Self-Attention Approximation Methods

Approximate $S = QK^\top$ (the $n\times n$ score matrix) to reduce the $O(n^2 d)$ computational cost.


1) Kernelization / “Linear” Attention (e.g., Performer FAVOR+)

Softmax attention can be seen as a kernel $k(q,k)=\exp\!\big(q^\top k/\sqrt{d}\big)$. If we find a feature map $\phi:\mathbb{R}^d\to\mathbb{R}^m$ so that

$$ \exp\! \Big(\frac{q^\top k}{\sqrt{d}}\Big)\;\approx\; \phi(q)^\top \phi(k), $$

then

$$ \underbrace{\mathrm{softmax}\!\big(QK^\top/\sqrt{d}\big)}_{\text{row-wise}} V \;\approx\; \frac{ \big(\phi(Q),[\phi(K)^\top V]\big) } { \big(\phi(Q),[\phi(K)^\top \mathbf{1}]\big) }, $$

where division is row-wise. We never form $n\times n$ matrices.

Compute & memory

  • Precompute $A = \phi(K)^\top V \in \mathbb{R}^{m\times d_v}$ and $b=\phi(K)^\top \mathbf{1}\in\mathbb{R}^{m}$: $O(n m d_v)$.
  • Then output $= \frac{\phi(Q) A}{\phi(Q) b}$: $O(n m d_v)$.
  • Building $\phi(Q),\phi(K)$: $O(n d m)$.
  • Total: $O(n m (d+d_v))$ time, $O(n m)$ memory. Pick $m \ll n$.

Popular choices for $\phi$: random Fourier features with tricks for stability; Performer’s FAVOR+ uses orthogonal random features and positive features to keep numerics stable and support masking/causality.

When to use: long contexts; you need full (global) attention behavior but can tolerate a controllable approximation governed by $m$. Causal masks are supported via prefix-sum variants.


2) Low-Rank Nyström Approximation

Treat $S=\exp(QK^\top/\sqrt{d})$ (or the pre-softmax $QK^\top$) as approximately low-rank.

Nyström for softmax attention (landmark keys):

  1. Pick $r$ landmark indices $\mathcal{I}\subset{1,\dots,n}$ (e.g., k-means on $K$ or uniform).
  2. Form $C = \exp(QK_{\mathcal{I}}^\top/\sqrt{d})\in\mathbb{R}^{n\times r}$ and $W = \exp(Q_{\mathcal{I}}K_{\mathcal{I}}^\top/\sqrt{d})\in\mathbb{R}^{r\times r}$.
  3. Approximate $S \approx C,W^{\dagger},C^\top$ (use stabilized inverse like $(W+\lambda I)^{-1}$).

Then compute attention as

$$ \mathrm{softmax}(S),V \;\approx\; \mathrm{row_{norm}}\Big( C,W^\dagger ,(C^\top V) \Big), $$

with appropriate row-wise renormalization (or operate directly on logits before softmax with temperature tricks).

Complexity

  • Building $C$: $O(n r d)$,
  • Inverting $W$: $O(r^3)$ (small),
  • Multiplications: $O(n r d_v)$.
  • Total: $O(n r (d+d_v)) + O(r^3)$, $r\ll n$.
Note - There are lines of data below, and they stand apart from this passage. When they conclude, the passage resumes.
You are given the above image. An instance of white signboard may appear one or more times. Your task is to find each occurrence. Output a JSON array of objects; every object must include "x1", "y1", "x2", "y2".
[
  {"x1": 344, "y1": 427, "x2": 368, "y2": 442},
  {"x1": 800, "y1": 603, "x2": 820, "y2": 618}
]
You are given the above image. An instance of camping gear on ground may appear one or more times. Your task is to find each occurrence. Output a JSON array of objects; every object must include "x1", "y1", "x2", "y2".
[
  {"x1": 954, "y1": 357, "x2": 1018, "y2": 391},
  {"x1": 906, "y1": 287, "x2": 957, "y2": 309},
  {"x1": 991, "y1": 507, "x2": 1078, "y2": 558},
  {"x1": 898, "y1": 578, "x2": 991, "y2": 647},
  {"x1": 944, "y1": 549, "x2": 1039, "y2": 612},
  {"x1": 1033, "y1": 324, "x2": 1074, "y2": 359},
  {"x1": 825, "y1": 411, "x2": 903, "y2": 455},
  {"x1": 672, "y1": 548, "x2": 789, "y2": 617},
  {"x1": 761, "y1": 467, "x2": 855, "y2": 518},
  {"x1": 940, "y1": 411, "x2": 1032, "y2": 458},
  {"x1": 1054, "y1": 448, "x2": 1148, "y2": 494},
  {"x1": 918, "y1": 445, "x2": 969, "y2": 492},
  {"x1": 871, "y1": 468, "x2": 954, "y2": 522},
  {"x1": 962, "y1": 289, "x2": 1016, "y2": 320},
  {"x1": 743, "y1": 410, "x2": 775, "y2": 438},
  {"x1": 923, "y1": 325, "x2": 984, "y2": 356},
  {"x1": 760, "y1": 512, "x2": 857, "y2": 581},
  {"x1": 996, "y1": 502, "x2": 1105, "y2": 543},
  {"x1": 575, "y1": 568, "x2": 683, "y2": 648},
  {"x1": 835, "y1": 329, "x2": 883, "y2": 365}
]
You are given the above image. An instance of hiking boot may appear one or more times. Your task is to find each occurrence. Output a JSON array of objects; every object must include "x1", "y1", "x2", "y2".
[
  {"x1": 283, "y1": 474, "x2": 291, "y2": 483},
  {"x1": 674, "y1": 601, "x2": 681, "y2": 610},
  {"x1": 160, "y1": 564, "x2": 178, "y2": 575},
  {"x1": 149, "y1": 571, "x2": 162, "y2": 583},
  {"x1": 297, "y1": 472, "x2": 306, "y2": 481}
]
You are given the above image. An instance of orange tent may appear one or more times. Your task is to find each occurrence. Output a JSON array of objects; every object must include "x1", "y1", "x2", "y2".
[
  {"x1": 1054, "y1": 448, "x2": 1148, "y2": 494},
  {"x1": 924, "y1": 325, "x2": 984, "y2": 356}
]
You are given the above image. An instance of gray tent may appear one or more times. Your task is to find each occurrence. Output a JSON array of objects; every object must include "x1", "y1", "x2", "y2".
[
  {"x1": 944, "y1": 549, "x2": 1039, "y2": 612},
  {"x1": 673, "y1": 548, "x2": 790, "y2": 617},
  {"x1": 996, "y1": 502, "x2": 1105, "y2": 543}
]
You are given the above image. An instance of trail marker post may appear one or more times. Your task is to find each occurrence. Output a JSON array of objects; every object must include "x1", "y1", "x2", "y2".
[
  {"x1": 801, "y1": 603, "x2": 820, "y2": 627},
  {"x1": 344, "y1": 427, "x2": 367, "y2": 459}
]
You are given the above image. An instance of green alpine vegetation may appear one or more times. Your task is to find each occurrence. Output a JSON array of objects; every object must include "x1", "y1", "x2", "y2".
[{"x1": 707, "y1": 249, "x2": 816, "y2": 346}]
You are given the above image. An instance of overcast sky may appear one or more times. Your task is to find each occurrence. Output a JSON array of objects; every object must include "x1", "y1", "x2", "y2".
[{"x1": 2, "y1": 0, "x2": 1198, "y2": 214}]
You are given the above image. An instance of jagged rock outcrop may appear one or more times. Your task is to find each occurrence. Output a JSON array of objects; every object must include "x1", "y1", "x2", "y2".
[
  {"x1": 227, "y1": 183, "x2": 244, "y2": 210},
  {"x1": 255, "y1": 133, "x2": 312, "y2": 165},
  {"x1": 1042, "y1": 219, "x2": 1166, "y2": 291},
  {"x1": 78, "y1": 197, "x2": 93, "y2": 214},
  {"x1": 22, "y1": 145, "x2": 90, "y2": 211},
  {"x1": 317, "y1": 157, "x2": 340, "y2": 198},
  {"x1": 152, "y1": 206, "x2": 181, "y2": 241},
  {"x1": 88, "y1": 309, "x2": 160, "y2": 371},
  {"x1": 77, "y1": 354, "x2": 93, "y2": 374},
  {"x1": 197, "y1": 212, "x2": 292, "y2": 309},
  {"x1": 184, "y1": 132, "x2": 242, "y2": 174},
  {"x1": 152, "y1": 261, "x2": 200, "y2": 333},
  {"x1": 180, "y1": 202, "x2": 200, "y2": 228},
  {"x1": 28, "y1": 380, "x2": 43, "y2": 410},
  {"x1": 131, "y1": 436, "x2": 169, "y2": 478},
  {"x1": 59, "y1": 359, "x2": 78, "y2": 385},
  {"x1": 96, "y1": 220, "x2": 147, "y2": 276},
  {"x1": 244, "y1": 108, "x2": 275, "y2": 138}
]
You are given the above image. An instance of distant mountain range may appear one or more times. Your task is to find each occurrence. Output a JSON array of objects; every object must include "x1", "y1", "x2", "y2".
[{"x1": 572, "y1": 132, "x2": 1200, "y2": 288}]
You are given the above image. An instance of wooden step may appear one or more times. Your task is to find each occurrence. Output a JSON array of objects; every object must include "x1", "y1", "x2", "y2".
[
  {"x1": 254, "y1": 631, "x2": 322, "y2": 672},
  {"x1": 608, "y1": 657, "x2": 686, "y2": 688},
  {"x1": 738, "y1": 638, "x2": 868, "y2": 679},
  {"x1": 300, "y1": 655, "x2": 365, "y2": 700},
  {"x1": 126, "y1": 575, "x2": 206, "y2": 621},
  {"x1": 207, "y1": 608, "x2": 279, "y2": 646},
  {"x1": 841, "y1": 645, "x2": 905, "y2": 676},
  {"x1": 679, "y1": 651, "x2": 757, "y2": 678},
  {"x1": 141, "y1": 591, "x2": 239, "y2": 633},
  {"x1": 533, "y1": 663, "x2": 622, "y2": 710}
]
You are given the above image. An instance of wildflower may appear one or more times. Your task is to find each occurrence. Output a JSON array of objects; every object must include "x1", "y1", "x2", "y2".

When to use: attention truly has low effective rank (empirically common). You can choose $r$ adaptively per layer/head.


3) Structured Sparsity (local/block/dilated attention)
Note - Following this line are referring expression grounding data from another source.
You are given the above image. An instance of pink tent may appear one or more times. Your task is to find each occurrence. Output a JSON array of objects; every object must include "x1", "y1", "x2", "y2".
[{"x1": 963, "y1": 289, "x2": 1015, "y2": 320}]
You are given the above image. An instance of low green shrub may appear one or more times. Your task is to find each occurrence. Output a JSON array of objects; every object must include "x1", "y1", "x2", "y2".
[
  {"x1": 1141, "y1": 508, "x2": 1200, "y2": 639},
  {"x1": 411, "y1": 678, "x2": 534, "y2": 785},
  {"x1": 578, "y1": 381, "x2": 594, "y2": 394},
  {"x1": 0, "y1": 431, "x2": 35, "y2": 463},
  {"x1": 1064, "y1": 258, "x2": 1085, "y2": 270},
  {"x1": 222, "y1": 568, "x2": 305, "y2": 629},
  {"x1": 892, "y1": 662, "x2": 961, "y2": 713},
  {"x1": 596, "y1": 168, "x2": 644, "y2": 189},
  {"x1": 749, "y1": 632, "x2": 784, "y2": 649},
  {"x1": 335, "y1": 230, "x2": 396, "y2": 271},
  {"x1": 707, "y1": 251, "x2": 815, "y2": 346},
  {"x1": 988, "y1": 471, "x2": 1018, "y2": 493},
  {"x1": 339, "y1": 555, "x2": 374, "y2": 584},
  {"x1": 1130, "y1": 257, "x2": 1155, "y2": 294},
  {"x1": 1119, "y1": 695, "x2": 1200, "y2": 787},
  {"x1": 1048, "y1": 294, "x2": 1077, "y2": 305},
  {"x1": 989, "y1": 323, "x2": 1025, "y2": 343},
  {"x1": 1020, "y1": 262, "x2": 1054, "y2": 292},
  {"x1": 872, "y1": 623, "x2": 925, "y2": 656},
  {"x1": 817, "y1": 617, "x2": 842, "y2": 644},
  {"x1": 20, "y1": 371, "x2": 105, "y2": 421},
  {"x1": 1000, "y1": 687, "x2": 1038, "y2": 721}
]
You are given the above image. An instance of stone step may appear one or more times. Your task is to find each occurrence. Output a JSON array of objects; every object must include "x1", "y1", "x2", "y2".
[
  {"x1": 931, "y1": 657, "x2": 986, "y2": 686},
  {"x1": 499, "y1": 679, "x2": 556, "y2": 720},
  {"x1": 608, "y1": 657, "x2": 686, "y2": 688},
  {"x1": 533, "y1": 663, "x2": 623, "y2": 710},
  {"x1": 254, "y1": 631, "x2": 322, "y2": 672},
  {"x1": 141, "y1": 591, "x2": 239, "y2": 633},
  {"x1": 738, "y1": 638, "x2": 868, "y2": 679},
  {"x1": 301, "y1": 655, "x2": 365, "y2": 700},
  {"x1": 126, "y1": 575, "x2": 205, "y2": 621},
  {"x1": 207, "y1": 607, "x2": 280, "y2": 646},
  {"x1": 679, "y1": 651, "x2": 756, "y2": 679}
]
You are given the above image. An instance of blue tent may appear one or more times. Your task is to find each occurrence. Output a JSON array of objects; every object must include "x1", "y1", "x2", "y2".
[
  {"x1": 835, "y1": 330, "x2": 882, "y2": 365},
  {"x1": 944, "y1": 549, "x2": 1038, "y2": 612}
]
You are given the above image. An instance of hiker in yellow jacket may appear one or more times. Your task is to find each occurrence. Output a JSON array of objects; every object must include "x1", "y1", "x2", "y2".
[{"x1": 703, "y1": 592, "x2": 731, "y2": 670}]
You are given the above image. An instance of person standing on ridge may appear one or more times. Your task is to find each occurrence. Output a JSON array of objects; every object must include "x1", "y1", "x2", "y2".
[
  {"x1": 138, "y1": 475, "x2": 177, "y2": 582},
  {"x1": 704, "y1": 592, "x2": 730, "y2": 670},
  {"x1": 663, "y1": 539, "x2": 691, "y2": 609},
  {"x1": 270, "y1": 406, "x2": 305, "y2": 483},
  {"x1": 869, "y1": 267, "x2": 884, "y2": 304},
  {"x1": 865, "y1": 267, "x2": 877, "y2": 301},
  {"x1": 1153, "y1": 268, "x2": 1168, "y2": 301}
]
Impose a sparse pattern on $S$ so each token attends to only $w\ll n$ others (sliding window), or to blocks/dilated stripes.

Complexity: $O(n,w,d)$ time, $O(n w)$ memory. Trade-off: great for local dependencies; loses long-range interactions unless you add global tokens or multi-scale patterns (Longformer/BigBird/etc.).


4) Hash/Cluster-based Attention (e.g., Reformer LSH)

Use locality-sensitive hashing or clustering to bucket similar tokens; compute attention within buckets.

Complexity: roughly $O(n \log n + n b d)$ with small bucket size $b$; memory $O(n b)$. Trade-off: stochastic buckets may miss some cross-bucket dependencies; use multiple hashes or overlapping clusters.


5) Sketching / Randomized Projections

Use CountSketch/TensorSketch (or other Johnson–Lindenstrauss projections) to compress $Q$ and $K$ to $\tilde{Q},\tilde{K}\in\mathbb{R}^{n\times m}$ and compute $\tilde{Q}\tilde{K}^\top$ instead. Often paired with kernelization or low-rank post-processing.

Complexity: $O(n d \log m + n m d_v)$ depending on sketch; good theory for error vs. $m$.


Summary

These approximation methods provide different trade-offs between computational efficiency and attention quality. Choose based on your specific requirements for context length, accuracy, and computational constraints.